Crispin Natural Hard Apple Cider
Crispin is a local company, in the sense that they’re headquartered here in Minneapolis. They don’t use Minnesota apples, but rather produce their cider out in northern California. According to the company, they take the high road compared to competitors by refusing to use any malt, spirits, grape alcohols or additives like sugar or colorants. Just pure, wholesome apple juice blends. They naturally ferment with classic red wine yeasts to give it its unique flavor. And wine is a pretty apt descriptor, as it reminded me much more of a fine white wine than what I’d assumed would be a cloying, sappy cider. Crispin comes in three varietals, the original, brut and a light version. I went with the original for this taste test.

Poured with a very quickly dissipating head, almost like champagne. Light golden coloring, reminiscent of a very light lager. Beautiful bouquet of apple, pear and other delicate fruit in the nose. I found it interesting that the aroma actually reminded me of a mellow apple flavored Jolley Rancher candy. Not a knock, just what I associated it with. The taste is unique, a nice tang up front with soft apple that gently fades into a smooth finish. Not overly tart or aggressive in the least. I did notice a slightly perceptible bit of alcohol in the finish.Comes in at just 5% ABV, so you could certainly sit down with a few of these on a warm summer evening. I enjoyed this one, and look forward to trying their other two offerings.

Rating: A- 

Magners Irish Cider
This is Great Britian’s number one selling hard cider. Made in County Tipperary, Ireland, the company uses 17 different apple varieties to make their unique blend, and are in fact one of the largest purchasers of apple crops in the country (both Republic and Northern Ireland).
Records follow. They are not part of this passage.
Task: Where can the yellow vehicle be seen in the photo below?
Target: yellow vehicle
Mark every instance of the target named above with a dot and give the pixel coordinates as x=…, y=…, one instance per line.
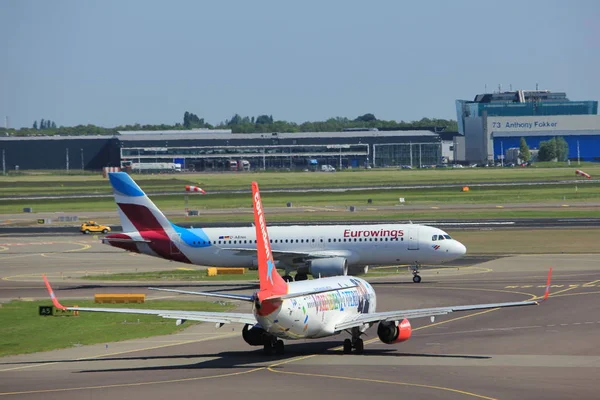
x=92, y=226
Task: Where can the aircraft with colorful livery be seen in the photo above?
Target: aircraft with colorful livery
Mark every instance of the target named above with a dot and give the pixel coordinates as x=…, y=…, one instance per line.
x=309, y=309
x=319, y=250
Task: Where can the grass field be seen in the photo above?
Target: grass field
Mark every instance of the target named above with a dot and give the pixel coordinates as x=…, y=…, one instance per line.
x=22, y=330
x=175, y=275
x=85, y=184
x=418, y=196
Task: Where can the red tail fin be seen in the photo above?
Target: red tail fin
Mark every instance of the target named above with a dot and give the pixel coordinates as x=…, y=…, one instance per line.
x=271, y=283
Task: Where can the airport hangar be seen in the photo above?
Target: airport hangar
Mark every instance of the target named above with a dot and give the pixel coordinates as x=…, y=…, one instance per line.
x=492, y=125
x=202, y=149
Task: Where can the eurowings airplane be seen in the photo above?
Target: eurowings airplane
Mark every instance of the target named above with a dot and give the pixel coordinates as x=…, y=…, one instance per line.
x=308, y=309
x=321, y=250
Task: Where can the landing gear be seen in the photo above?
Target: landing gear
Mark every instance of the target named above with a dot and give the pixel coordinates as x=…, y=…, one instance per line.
x=279, y=348
x=415, y=271
x=271, y=344
x=356, y=342
x=301, y=277
x=347, y=346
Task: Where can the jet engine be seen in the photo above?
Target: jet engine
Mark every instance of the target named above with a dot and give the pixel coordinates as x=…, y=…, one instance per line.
x=324, y=267
x=254, y=335
x=390, y=333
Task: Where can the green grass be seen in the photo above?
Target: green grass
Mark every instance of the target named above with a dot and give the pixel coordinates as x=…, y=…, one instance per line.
x=174, y=275
x=60, y=184
x=417, y=196
x=22, y=330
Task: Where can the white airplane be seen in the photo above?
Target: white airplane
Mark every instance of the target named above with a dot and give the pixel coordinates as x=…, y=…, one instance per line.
x=321, y=250
x=308, y=309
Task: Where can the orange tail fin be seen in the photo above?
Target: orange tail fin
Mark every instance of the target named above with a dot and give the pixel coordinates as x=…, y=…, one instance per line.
x=271, y=283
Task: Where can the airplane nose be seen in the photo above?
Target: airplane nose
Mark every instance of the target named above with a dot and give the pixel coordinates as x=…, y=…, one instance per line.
x=461, y=250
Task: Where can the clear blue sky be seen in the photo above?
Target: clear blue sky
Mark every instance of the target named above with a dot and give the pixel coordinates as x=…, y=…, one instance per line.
x=119, y=62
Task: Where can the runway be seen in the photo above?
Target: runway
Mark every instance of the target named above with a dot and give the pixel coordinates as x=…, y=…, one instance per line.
x=551, y=351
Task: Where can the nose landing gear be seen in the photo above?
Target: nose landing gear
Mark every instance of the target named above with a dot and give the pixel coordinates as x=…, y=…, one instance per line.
x=273, y=344
x=415, y=272
x=356, y=342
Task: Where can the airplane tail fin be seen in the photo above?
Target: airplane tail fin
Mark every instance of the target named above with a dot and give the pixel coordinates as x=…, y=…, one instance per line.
x=136, y=211
x=271, y=283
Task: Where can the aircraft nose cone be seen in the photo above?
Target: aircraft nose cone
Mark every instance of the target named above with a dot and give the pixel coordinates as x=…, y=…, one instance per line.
x=461, y=250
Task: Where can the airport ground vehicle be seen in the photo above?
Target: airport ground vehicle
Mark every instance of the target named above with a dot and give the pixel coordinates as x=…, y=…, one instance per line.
x=92, y=226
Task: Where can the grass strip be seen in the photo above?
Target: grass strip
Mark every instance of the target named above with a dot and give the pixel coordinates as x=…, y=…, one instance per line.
x=22, y=330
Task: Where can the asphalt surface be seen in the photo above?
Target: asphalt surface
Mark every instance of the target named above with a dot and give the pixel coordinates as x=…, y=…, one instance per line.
x=454, y=224
x=551, y=351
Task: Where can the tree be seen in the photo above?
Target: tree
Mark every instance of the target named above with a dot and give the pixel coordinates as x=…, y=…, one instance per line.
x=547, y=150
x=524, y=153
x=562, y=149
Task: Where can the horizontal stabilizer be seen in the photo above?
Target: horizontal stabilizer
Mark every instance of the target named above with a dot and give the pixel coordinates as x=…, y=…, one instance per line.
x=307, y=293
x=230, y=296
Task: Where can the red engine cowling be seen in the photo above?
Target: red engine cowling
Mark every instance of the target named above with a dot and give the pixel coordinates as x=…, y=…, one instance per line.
x=390, y=333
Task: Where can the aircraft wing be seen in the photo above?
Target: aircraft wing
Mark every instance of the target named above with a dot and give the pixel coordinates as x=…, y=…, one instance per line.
x=295, y=257
x=365, y=319
x=179, y=315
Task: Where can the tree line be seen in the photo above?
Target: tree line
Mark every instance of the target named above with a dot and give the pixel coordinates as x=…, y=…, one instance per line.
x=241, y=124
x=553, y=149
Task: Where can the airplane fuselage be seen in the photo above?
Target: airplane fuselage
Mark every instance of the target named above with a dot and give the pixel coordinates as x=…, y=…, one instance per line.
x=316, y=315
x=360, y=245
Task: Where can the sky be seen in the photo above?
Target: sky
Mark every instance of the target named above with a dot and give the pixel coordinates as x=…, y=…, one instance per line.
x=116, y=62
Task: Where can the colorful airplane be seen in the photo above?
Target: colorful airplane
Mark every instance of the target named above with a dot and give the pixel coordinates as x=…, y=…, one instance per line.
x=308, y=309
x=319, y=250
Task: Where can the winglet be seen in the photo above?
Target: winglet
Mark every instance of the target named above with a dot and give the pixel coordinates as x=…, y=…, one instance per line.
x=548, y=284
x=52, y=296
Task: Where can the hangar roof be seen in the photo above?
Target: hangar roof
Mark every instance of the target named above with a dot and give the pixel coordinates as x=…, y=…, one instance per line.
x=546, y=133
x=296, y=135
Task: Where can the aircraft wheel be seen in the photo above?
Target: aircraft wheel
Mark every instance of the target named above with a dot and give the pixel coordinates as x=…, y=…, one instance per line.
x=301, y=277
x=268, y=348
x=347, y=346
x=279, y=347
x=359, y=346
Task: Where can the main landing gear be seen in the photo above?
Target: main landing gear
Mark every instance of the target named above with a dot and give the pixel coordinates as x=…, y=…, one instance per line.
x=273, y=344
x=415, y=271
x=355, y=343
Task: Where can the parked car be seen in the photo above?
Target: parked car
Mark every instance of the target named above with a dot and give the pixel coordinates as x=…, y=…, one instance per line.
x=92, y=226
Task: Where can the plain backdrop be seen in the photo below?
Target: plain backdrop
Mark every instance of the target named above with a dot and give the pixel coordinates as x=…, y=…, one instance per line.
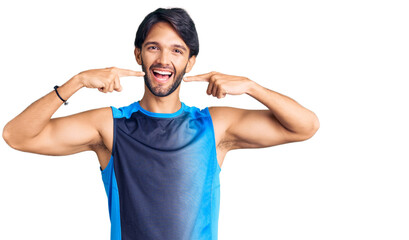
x=345, y=60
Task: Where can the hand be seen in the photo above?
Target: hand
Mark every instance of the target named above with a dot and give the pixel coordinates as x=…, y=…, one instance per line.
x=106, y=79
x=221, y=84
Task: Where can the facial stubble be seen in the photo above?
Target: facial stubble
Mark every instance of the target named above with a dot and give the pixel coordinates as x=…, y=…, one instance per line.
x=158, y=91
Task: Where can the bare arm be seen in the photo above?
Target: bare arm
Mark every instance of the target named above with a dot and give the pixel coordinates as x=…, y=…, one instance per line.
x=285, y=120
x=33, y=130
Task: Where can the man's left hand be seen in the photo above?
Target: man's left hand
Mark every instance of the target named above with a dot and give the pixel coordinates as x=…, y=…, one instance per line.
x=221, y=84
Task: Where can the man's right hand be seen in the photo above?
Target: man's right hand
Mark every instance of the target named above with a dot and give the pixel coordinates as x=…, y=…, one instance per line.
x=106, y=79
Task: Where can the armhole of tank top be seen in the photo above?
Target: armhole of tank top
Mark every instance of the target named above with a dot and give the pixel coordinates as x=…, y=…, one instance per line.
x=111, y=158
x=114, y=133
x=214, y=139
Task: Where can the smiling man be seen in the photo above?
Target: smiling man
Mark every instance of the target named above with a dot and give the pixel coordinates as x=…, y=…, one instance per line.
x=161, y=159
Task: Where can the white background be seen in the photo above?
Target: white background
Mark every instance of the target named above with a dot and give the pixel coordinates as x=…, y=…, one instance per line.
x=347, y=61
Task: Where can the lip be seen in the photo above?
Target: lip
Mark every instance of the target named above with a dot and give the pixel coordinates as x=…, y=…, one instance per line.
x=161, y=69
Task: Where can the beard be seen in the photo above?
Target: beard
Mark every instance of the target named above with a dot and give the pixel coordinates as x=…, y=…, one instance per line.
x=160, y=91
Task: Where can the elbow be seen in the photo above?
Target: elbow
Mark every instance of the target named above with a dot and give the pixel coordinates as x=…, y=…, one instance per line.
x=314, y=125
x=8, y=138
x=7, y=135
x=310, y=129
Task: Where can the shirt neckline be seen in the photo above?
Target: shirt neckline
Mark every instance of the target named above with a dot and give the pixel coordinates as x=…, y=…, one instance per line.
x=161, y=115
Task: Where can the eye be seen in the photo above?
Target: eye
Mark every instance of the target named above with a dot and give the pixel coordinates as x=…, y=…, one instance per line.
x=178, y=51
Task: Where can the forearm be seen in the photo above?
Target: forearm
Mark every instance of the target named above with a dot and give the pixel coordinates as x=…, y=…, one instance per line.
x=289, y=113
x=35, y=117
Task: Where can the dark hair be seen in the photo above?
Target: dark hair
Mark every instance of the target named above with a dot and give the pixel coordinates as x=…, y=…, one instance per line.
x=180, y=21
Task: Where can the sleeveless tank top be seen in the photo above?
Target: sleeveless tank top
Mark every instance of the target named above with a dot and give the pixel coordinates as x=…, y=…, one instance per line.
x=162, y=180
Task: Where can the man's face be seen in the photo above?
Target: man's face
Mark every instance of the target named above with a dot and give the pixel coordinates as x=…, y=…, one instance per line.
x=164, y=58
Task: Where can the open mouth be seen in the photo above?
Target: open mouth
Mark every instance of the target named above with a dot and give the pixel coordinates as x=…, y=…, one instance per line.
x=162, y=76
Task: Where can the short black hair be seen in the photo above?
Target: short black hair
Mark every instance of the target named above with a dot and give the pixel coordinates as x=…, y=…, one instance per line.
x=180, y=21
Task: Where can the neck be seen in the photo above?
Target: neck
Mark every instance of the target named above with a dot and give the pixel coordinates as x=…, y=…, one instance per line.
x=168, y=104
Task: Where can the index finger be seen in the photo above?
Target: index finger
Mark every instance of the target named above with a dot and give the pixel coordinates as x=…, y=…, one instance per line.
x=127, y=72
x=200, y=78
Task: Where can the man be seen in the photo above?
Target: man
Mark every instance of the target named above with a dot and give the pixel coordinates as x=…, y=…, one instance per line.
x=160, y=159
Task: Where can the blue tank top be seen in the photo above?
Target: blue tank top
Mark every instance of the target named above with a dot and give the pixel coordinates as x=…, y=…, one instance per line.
x=162, y=180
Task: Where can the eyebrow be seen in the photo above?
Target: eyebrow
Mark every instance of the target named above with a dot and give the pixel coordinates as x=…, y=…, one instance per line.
x=174, y=45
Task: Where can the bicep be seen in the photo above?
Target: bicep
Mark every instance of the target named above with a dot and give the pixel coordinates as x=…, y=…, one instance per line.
x=251, y=129
x=70, y=134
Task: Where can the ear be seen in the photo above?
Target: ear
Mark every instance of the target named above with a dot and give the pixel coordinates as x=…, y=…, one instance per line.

Poured a comparatively darker color than Crispin, more like a ruddy orange. As a beer guy, the aroma of Magners was surprisingly more pleasing to my sensibilities, having a very woody, almost hop-like character. Definitely not as much of the overt apple smell. Taste was relatively sweet, not as delicate as Crispin. More of the earthy, woody character as well. I notice the ingredient listing on the side of the bottle rattles off sugar, malic acid, preservatives and added coloring. Hmm, I guess Crispin wasn’t kidding. Magners is 6% ABV, which wasn’t very noticeable. Not bad overall, reminded me more of a beer in some ways. A very different cider than the first one in the line-up.

Rating: B-

Original Sin Hard Cider
This one comes out of New York, although it appears to be contract brewed down in Florida by Indian River Brewing. They use Granny Smith apples and champagne yeast, which is very evident in the pour. Very light and effervescent, with a watered down lemonade coloring. They also claim no additives, and I’d buy that as the apple aroma comes off much better than Magners. I can definitely tell they use Granny Smith, as you get some of that biting ester in the nose. The taste is surprisingly not that bitter, but what is there tends to linger throughout the finish. Another one that comes in at 6% ABV.

Rating: B+

White Winter Hard Apple Cider
Brewed up in the Bayfield Peninsula of Wisconsin, White Winter  is apparently more of a winery and mead maker. Poured very light, just the slightest tinge of straw coloring. A bit of that woodiness in the aroma mixed with apple, but not as evident as Magners. I was a little disappointed with the taste, as there really didn’t seem to be much to it. Fairly watery, not much apple, but you do get a definite bite in the finish. They use a touch of honey to brew this cider, and you can tell in the distinctly dry quality throughout. Only 4.5% ABV, so the lightest of the bunch.